Is such a method truly feasible?
If it exists—
Perhaps I am entirely wrong in my approach.
Maybe all my choices have been wrong, and perhaps it would be better that way.
If I am wrong, then I must correct it.
I should be killed by the Cologne Sect, by Lord Faust von Polydoro.
Such thoughts consume me.
“Ah,”
I sighed.
This torment will only last a little while longer.
I reached the guest room.
There was much more to think about.
But not now.
I must exhaust all my strategies and wisdom as a superhuman at this moment.
Now, I am to “sell” the Holy Empire.
Essentially, I have decided to “transfer” it.
Not to the young woman named Maxine who denies the divine right of kings.
Not to the young woman who constantly whines about her father dying of starvation.
But to someone from a greater perspective, from a larger country, with immense talent.
“May I come in?”
The knock sound.
A guard at the guest room door knocked on my behalf.
People dressed in foreign garb stood there.
There were people from Parsa, from Phaelon, and from a country unheard of in this Holy Empire called Kyuregen.
Not one of them was anything less than a superhuman.
“It’s alright, Your Holiness,”
A voice came from the room.
As if to apologize, the foreigners bowed and stepped away from the door.
I slowly turned the doorknob.
Before I could speak—
“How are the circumstances?”
Her voice was the first to break the silence.
Calm, as if harboring some hidden wisdom.

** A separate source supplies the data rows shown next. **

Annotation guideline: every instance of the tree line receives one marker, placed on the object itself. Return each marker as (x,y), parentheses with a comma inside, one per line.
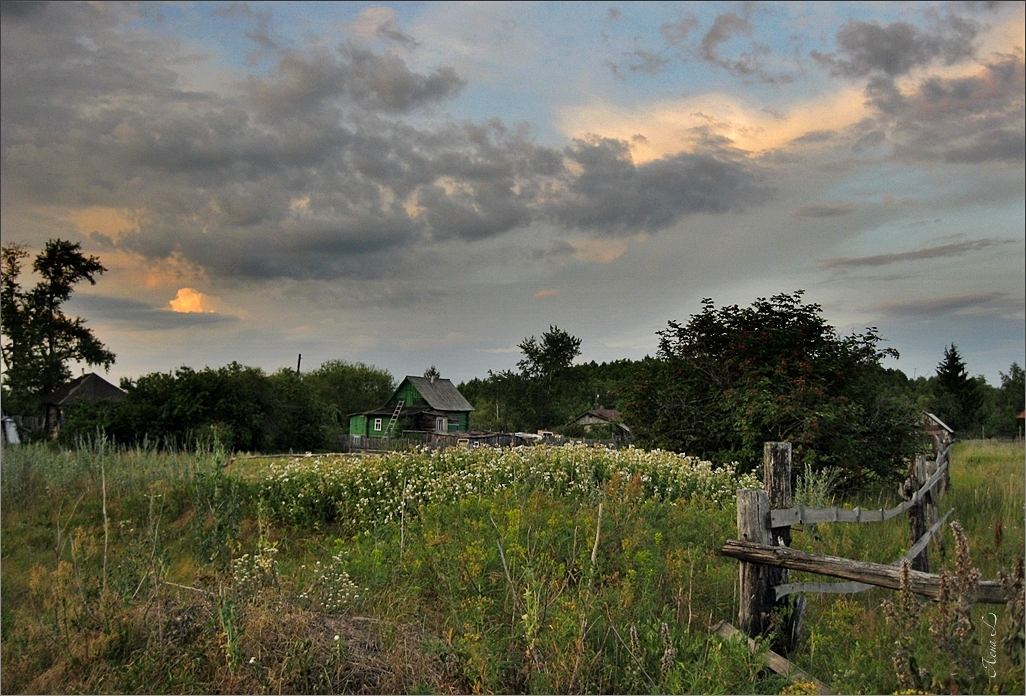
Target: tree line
(719,385)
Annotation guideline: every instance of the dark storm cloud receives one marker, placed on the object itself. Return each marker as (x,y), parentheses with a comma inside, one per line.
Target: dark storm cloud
(304,80)
(727,44)
(315,169)
(865,48)
(613,195)
(142,316)
(944,250)
(982,303)
(965,120)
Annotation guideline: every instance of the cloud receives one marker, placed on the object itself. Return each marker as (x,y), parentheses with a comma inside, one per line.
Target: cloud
(867,47)
(967,119)
(945,250)
(612,195)
(189,300)
(818,210)
(136,315)
(982,303)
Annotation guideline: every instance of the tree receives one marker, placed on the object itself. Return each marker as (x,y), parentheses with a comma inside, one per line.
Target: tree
(732,379)
(957,397)
(39,339)
(545,359)
(347,388)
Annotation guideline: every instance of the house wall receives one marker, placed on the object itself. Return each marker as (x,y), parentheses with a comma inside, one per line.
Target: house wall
(358,425)
(408,393)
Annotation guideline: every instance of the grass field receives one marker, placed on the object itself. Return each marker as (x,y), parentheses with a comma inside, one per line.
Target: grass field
(551,570)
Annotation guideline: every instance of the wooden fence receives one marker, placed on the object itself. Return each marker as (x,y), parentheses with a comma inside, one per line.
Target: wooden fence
(764,519)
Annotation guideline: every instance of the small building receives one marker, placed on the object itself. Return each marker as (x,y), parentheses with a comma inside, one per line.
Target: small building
(939,430)
(87,388)
(422,404)
(601,419)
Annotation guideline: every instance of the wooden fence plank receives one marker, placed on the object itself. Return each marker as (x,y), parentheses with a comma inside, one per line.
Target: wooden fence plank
(756,594)
(809,515)
(853,587)
(987,591)
(778,663)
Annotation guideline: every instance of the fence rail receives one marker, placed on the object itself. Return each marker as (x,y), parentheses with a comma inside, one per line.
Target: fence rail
(929,584)
(809,515)
(853,587)
(764,519)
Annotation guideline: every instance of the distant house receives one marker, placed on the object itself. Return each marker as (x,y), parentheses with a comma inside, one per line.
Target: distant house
(87,388)
(424,404)
(940,431)
(608,419)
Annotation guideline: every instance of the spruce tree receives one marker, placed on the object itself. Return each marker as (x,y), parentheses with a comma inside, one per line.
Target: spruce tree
(956,396)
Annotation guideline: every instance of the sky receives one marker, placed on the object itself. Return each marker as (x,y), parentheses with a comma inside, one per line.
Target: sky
(409,185)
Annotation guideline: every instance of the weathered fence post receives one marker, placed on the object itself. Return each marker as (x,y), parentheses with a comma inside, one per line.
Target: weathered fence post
(920,513)
(757,596)
(777,474)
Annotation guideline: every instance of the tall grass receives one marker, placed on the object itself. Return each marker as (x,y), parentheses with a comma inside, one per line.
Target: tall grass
(849,641)
(462,572)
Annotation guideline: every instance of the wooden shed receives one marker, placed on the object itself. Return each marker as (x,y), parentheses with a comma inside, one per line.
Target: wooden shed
(425,404)
(87,388)
(601,417)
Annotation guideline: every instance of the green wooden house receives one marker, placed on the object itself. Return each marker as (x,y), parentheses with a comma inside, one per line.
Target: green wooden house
(424,404)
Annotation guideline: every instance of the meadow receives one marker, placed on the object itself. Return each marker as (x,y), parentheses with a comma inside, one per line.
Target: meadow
(553,570)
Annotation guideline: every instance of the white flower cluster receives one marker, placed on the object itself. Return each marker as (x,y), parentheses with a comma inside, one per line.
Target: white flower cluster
(380,489)
(249,573)
(332,588)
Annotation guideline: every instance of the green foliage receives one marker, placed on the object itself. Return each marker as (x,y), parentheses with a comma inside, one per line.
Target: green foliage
(956,397)
(347,388)
(511,401)
(522,588)
(732,379)
(242,409)
(40,339)
(547,358)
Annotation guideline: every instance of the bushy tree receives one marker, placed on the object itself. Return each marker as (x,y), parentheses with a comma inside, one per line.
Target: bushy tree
(547,359)
(347,388)
(39,340)
(733,378)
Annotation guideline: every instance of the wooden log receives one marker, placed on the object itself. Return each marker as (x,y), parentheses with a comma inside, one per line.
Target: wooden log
(777,474)
(778,663)
(756,593)
(987,591)
(810,515)
(853,587)
(918,515)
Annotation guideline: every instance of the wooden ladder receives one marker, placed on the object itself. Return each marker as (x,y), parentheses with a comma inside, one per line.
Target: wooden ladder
(395,417)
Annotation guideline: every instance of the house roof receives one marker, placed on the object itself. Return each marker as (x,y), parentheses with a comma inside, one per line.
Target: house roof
(89,387)
(439,393)
(610,415)
(939,422)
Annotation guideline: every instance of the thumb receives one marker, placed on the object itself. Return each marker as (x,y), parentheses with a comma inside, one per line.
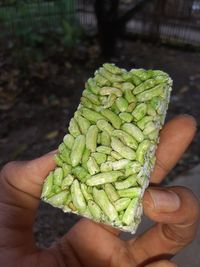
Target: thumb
(163,263)
(21,181)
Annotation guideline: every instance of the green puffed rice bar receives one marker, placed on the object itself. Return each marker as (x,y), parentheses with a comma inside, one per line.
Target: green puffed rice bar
(105,159)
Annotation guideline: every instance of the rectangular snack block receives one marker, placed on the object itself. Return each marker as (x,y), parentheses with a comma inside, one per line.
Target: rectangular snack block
(104,162)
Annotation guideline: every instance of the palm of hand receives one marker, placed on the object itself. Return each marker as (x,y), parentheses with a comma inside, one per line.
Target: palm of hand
(88,243)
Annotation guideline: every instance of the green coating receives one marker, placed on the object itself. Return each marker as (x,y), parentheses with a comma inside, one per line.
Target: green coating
(126,138)
(126,117)
(67,181)
(103,178)
(130,212)
(120,164)
(133,131)
(104,162)
(73,128)
(110,90)
(149,128)
(106,166)
(127,86)
(141,124)
(77,197)
(94,210)
(131,107)
(123,150)
(122,104)
(92,86)
(91,138)
(129,96)
(86,155)
(101,80)
(128,182)
(140,111)
(85,192)
(47,186)
(122,203)
(68,140)
(104,149)
(92,166)
(110,158)
(83,124)
(111,192)
(109,101)
(80,173)
(99,157)
(141,150)
(102,200)
(150,110)
(58,199)
(136,80)
(91,115)
(143,74)
(58,176)
(77,150)
(91,97)
(144,86)
(130,192)
(115,155)
(58,160)
(103,125)
(105,139)
(132,168)
(112,117)
(86,102)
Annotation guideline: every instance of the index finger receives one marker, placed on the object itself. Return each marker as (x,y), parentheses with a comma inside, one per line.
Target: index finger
(175,138)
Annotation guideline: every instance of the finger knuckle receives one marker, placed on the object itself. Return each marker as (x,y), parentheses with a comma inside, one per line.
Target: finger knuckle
(6,168)
(174,236)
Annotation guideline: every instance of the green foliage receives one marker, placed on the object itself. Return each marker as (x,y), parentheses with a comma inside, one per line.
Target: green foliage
(39,27)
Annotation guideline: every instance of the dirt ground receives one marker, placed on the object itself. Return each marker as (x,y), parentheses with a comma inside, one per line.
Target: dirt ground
(37,102)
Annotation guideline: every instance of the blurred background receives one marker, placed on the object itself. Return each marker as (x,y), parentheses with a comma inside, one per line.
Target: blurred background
(48,49)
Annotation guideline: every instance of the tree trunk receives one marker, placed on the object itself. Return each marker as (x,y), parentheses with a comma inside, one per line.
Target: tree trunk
(107,15)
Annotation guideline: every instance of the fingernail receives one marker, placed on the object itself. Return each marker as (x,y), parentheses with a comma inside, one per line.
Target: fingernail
(52,152)
(164,200)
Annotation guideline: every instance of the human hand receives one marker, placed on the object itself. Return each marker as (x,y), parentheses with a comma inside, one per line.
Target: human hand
(175,209)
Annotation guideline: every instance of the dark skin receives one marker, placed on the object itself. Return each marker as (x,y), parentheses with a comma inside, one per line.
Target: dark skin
(176,213)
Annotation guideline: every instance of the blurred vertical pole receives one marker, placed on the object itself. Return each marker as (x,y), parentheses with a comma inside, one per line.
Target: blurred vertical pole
(107,14)
(158,15)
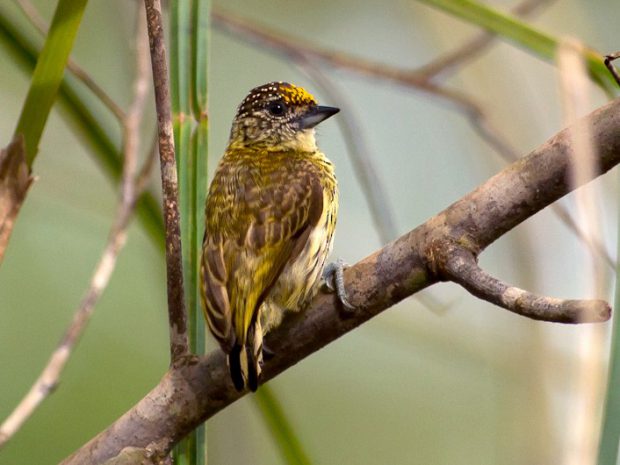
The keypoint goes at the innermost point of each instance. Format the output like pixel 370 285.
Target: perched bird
pixel 270 217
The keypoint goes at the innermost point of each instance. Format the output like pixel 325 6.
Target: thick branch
pixel 179 343
pixel 196 389
pixel 457 263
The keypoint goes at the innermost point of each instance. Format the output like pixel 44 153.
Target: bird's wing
pixel 253 230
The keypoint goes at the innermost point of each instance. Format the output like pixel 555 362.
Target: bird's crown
pixel 278 116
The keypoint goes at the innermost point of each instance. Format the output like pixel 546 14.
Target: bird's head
pixel 278 116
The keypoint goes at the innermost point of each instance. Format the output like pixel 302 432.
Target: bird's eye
pixel 276 108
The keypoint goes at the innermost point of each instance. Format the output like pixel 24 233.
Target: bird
pixel 270 217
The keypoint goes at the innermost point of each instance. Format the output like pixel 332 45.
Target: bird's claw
pixel 333 280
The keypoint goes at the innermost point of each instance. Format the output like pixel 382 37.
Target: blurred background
pixel 451 380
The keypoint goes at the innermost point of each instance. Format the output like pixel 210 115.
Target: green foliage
pixel 48 73
pixel 524 35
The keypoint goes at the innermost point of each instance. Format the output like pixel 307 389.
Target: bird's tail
pixel 245 361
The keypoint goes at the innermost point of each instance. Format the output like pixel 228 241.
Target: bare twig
pixel 177 315
pixel 297 49
pixel 38 22
pixel 457 263
pixel 583 433
pixel 193 391
pixel 451 61
pixel 367 173
pixel 15 180
pixel 50 375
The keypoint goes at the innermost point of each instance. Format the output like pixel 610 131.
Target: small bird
pixel 270 217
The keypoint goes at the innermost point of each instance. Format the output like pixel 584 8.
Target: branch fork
pixel 451 261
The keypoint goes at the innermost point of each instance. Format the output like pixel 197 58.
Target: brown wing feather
pixel 254 228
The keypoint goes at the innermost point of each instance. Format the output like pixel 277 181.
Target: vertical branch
pixel 179 345
pixel 584 430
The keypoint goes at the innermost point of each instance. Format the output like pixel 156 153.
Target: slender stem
pixel 131 189
pixel 177 315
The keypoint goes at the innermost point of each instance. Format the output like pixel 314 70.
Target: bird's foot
pixel 333 281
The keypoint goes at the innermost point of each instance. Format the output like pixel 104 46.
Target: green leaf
pixel 48 73
pixel 282 431
pixel 188 71
pixel 88 124
pixel 520 33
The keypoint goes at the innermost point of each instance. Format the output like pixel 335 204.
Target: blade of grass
pixel 515 30
pixel 86 121
pixel 281 429
pixel 48 73
pixel 200 146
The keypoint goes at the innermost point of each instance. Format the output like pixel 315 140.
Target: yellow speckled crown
pixel 294 95
pixel 288 93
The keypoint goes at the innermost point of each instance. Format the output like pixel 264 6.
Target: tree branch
pixel 196 388
pixel 131 189
pixel 177 315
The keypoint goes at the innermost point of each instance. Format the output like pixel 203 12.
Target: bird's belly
pixel 299 280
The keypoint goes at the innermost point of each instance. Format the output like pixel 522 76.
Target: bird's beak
pixel 316 115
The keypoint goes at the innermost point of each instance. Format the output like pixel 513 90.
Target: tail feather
pixel 235 367
pixel 245 361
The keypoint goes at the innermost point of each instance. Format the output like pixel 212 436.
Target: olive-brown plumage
pixel 270 218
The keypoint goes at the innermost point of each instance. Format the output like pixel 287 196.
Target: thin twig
pixel 39 23
pixel 458 264
pixel 451 61
pixel 612 69
pixel 582 438
pixel 296 49
pixel 50 375
pixel 177 314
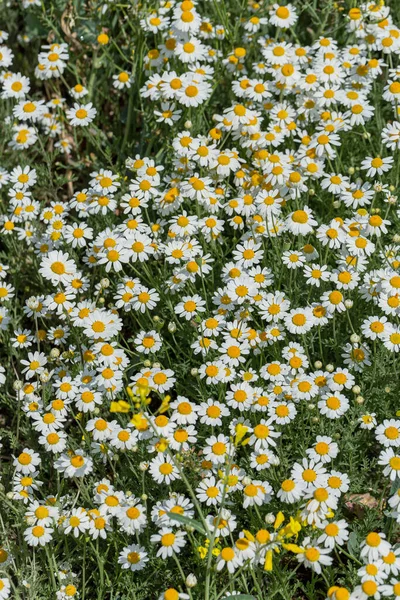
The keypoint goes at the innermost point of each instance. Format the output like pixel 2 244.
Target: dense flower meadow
pixel 199 300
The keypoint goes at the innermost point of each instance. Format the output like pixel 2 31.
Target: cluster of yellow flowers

She wasn’t just a frail woman, but one said to command ten thousand cavalry on the battlefield, her tone unexpectedly gentle.
She whispered softly.
“Is your plan to transfer the Holy Gusten Empire to me progressing well, Your Holiness?”
“Of course.”
Ah, truly, she is kind.
Yet for the sake of fulfilling her plans, she could cruelly cut everything off if her mother ordered it.
I know her, and I have no doubt about that.
But also, I know she won’t betray our agreement.
I’ve secured enough guarantee that she won’t betray me.
So, I decided.
“Everything is proceeding exactly as per our agreement, Lady Seora.”
Like confiding in a close friend, I decided to tell her about the progress of our plan.
To Seora, the daughter of Toktoa Khan, who had boldly entered the capital of the Holy Empire.
I decided to tell her everything about the current situation.